In general, tokenization is a new trend in improving the accounting systems and the IT infrastructure.
Advantages of tokenization platforms become primarily evident when working with digital assets: transparency of accounting (as well as of business processes), instant and easy audit, reliable storage and synchronization of data between parties (validators of the system), and the ability to prove the data integrity and immutability. These features make it possible to create accounting systems in which trust between parties is either not necessary or is at the minimum level—honesty will be guaranteed by the rules of the system. Therefore, predictably, all assets will be tokenized in the future.

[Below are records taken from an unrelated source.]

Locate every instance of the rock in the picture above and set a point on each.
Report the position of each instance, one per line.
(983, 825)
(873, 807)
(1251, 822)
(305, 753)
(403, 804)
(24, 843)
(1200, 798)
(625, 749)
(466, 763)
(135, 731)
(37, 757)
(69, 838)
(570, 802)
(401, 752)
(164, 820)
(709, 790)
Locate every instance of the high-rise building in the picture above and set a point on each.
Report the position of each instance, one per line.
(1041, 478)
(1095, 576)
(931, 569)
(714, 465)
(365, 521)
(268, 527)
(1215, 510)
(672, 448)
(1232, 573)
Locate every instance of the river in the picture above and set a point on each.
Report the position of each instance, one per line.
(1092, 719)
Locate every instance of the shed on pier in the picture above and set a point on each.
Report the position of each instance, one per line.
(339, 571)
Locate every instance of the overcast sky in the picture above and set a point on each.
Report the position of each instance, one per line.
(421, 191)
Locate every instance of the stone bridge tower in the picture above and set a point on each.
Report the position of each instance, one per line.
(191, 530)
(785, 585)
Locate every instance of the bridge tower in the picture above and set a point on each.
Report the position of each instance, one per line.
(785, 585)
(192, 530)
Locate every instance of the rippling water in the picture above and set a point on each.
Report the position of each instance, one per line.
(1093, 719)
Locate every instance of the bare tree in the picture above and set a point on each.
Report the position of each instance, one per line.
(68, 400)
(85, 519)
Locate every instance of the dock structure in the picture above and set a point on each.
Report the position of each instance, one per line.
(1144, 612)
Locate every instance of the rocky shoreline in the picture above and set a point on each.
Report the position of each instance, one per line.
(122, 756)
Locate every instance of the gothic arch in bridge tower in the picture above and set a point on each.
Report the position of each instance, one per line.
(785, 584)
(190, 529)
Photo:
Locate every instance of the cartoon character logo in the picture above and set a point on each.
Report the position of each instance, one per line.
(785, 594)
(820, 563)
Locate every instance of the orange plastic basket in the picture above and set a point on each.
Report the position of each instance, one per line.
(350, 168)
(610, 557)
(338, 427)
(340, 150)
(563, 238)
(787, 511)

Frequently asked questions
– What is the difference between tokens and currencies (money)?
Despite the fact that people already use this word in their everyday life, a token is a technical term that in practice denotes the right to any asset, including a currency. Tokens are a digitized right of ownership of an asset and can also be used as a means of payment. Exchange of tokens or payment in tokens for other goods and services are somewhat equal to barter.
– How are tokenization and blockchain technology related?
A digital accounting of value creates a number of risks. It is important to have a system where issuance, storing, and transferring of value is performed with a sufficient level of reliability, efficiency, and transparency for all participants. For this reason, blockchain technology is well suited: security of data is guaranteed by cryptography, while any attempts to violate the accounting rules are particularly apparent to an auditor. Moreover, ordinary users, if they have detected any violation in the operation of a tokenization platform, now have an opportunity to undeniably prove to an auditor that they have been deceived.
– Who controls the tokenization platform?
If a company decides to tokenize its asset and controls the validators of a tokenization platform, then essentially it is the owner of a platform who controls it. The company centrally makes decisions on updating the protocol and relevant rules for token accounting. If the task is to decentralize the accounting system, then the validator role can be distributed among partners or even clients of the company. In this case, the platform becomes independent with regards to processing and confirmation of transactions. Therefore, it provides the trustless property for dealing with corresponding tokens.
– What is a utility token?
Utility tokens represent the right to use a system functionality. They can simultaneously possess various properties: claim for a service, part of the value created by the ecosystem, and certain properties of an internal currency. Decision-making and issuance are usually centralized.
– Who is responsible for errors on the tokenization platform?
If a tokenization platform is centralized, then it is the owner who is responsible. If a platform is decentralized, then the responsibility is distributed among its validators or users.
– Who can be the validator in the token accounting system?
The validator could be anyone who is able to maintain the normal functioning of a computing system in accordance with the protocol of token accounting. The role of a validator can either be performed by one person or by an entire organization. In general, transaction validators could be auditors, regulators, as well as partners of the creator (owner) of a tokenization platform (e.g., members of a consortium performing a particular business function).